Zone blocking-schemes are a fickle beast in the NFL, and their resounding success stories are balanced by the failures. The most notable and often cited example of the former is the Houston Texans, a team which has used the scheme that’s perfectly suited for Arian Foster’s skillset to clear room for their lead running back to run for 4,264 yards over the past three seasons, with 41 touchdowns. His highest single-season total during that stretch was 1,616 yards. Yeah, pretty good.

Then there’s the tale of woe that is the Raiders. Sure, much of Darren McFadden’s failures under their zone-blocking scheme installed prior to the 2012 season was a result of his inability to not break things (he missed four games). But when he was healthy, McFadden was mostly horrible. He averaged 3.3 yards per carry and 58.9 per game, while scoring only twice on the ground.

This offseason the Raiders announced a move away from zone blocking, and McFadden was rather excited:

“This is very exciting for me. I am the type of guy who likes to go downhill, make a cut and go; that’s my thing. We’ll mix it up like we used to, and get some zones in there, but for the most part, I will be keeping my shoulders toward the line of scrimmage.”

Despite all the wonderful things the Steelers’ coaching staff and offensive linemen are saying about their intention to mix in some zone-blocking concepts this year, you’re forgiven for feeling more conflicting emotions than a pimple-faced teen.

Over the Steelers’ first three OTA practices, new offensive line coach Jack Bicknell Jr. has started to install some outside zone-blocking concepts. This new scheme will be worked into Pittsburgh’s current running repertoire, but it’ll be used with enough frequency that the concept will impact the success — or maybe lack of success — of the team’s running backs. That most notably applies to Le’Veon Bell, one of the few rookie running backs who’s in a prime position for a heavy early workload.

To put it simply, zone blocking is exactly what it sounds like: blocking an area, and not a man.

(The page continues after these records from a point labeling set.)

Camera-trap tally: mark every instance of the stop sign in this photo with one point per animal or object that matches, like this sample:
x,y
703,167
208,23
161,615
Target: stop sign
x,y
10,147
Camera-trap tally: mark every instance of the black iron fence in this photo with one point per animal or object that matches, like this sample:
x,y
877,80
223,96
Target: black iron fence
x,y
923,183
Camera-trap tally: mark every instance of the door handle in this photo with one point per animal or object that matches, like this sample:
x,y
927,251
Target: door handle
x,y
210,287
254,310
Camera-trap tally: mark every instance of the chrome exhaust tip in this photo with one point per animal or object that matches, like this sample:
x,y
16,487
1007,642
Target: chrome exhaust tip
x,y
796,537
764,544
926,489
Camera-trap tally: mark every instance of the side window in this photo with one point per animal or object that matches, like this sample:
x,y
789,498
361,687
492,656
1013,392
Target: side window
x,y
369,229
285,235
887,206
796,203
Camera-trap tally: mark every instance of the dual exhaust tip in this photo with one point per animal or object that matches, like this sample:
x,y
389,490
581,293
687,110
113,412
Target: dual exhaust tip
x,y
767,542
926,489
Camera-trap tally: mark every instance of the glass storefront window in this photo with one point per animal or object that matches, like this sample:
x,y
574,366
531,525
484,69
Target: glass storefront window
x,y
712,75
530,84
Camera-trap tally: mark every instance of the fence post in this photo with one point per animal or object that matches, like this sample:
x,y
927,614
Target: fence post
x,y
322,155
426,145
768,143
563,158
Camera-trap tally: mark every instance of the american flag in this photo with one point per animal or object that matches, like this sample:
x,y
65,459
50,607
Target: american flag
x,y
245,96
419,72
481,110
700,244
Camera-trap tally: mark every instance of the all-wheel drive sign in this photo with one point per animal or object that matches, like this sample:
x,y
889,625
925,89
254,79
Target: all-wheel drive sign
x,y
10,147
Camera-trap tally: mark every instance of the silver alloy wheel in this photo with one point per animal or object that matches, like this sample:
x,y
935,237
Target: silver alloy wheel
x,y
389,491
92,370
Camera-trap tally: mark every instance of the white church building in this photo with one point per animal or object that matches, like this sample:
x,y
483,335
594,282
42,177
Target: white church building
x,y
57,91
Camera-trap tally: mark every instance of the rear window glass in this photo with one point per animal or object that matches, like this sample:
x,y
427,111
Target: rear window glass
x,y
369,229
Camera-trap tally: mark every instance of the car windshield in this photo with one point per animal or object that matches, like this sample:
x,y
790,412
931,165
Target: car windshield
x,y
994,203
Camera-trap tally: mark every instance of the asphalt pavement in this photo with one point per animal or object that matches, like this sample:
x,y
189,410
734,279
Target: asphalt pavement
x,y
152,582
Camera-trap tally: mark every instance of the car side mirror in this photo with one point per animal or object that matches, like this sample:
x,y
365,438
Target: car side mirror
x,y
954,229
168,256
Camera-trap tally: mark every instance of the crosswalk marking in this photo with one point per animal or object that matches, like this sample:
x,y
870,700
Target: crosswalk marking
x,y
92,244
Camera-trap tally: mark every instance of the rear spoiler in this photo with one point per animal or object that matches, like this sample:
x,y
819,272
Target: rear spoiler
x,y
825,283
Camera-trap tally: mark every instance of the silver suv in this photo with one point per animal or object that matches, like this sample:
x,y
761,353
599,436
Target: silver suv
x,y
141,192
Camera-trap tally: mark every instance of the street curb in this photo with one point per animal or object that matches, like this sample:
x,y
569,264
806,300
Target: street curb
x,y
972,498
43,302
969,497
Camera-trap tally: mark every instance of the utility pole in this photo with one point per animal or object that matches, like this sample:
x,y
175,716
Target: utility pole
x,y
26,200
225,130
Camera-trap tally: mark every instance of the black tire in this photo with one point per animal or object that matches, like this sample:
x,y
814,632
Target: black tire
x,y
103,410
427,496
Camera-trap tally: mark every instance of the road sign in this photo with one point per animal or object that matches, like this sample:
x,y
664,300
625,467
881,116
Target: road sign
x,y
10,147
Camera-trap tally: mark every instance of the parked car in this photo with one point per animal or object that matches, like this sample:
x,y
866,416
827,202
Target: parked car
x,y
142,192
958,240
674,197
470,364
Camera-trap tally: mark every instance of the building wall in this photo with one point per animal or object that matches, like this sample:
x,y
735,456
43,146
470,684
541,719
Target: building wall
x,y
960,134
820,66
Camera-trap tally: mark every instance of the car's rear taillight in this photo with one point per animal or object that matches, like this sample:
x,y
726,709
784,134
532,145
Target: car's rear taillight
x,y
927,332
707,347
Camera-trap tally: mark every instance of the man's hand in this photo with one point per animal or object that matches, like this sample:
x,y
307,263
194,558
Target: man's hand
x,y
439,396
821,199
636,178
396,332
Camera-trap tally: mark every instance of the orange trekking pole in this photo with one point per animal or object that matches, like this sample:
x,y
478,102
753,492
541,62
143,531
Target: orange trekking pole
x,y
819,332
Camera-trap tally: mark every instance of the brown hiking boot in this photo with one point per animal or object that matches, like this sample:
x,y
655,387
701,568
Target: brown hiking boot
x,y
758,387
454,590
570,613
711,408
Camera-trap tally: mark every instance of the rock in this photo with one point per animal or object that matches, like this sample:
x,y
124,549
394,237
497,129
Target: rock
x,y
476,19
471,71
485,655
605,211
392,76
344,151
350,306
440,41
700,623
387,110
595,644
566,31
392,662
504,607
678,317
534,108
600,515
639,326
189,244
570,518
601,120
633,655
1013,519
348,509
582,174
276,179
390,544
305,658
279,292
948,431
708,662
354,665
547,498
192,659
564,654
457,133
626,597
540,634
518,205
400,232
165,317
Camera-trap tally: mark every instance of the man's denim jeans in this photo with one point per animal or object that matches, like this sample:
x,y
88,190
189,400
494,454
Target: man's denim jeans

To put it a little less simply and more specifically, here’s the Pittsburgh Tribune-Review’s explanation:

The outside zone blocking scheme involves the center, guard, tackle and tight end working in combination to block an area with an emphasis on double-teaming the defensive linemen who are aligned on the line of scrimmage. They will all step in unison laterally to the play side at the snap in order to create movement along the defense. The key is for the two offensive linemen working in unison to double-team the defensive lineman to decide who and when one of them will leave to block the linebacker. The running back aims for a point outside the tight end and cuts upfield wherever a seam appears. There are no predetermined holes to where a running back is supposed run.

There are two core keys to success in this system. The first is having a group of offensive linemen who are both powerful, and quick. To block a space instead of a body, they need to identify and get to said space quickly, and do so in unison. After they jettisoned some of their aging and slower bodies (Max Starks and Willie Colon), and they have highly drafted youth in the form of Maurkice Pouncey and Mike Adams, the Steelers are confident their group fits the profile.

That’s nice, and I believe them. But what about the running backs? The ideal zone-blocking running back has high-end breakaway speed, a description which certainly applies to Foster. You’d think it would apply to McFadden too, and it often does. Far more often, though, he runs too upright.

That elite straight-line speed is essential because the running back in a zone-blocking scheme needs to identify the correct seam quickly to get the edge, make one cut, and go. Preferably, go far too. Really far.

The Steelers’ running backs are fast, but they’re not Foster fast. We’re mostly concerned with Bell around these parts, because again, if the cards fall in their expected locations throughout the offseason, he has a chance to make the most significant fantasy impact. During his final year at Michigan State he finished with 1,960 total yards and 13 touchdowns, and he did it primarily by running over defenders, not around them.

However, although his style may lean more towards that of a power runner, Bell still has enough top-end speed to gain the edge and accelerate in the open field. Back at the Combine in February, Bell ran a 4.60 in the 40-yard dash, while in his draft year Foster ran a 4.69. Bell’s pre-draft scouting report at NFL.com is…encouraging:

Big, bruising back with power in his lower body but lighter feet than you’d expect give his size. North-south runner effective in one and two-back sets. Strong cuts and a nice burst out of them makes him capable of breaking off big runs when the hole is available. Sets up defenders in the open field to cut away. Flashes some stop-start ability and shake in space that freezes oncoming defenders.

And then it’s a little discouraging…

Taller back who presents a big target for defenders to hit, especially when failing to lower his pads going into the hole. Size also limits his breakaway speed and ability to create on his own if challenged by better front sevens.

North-south running is key for both a power game and behind zone-blocking. The critical difference, though, is that a running back needs to have the lateral quickness to get to the outside in a zone scheme. Bell has that, but not nearly at the same level as Foster, and likely not McFadden either.

If this was a full transition to a zone-blocking scheme, it would be a reason for caution going forward. But instead it’s a hybrid move, so we can now go about the business of being only half as worried.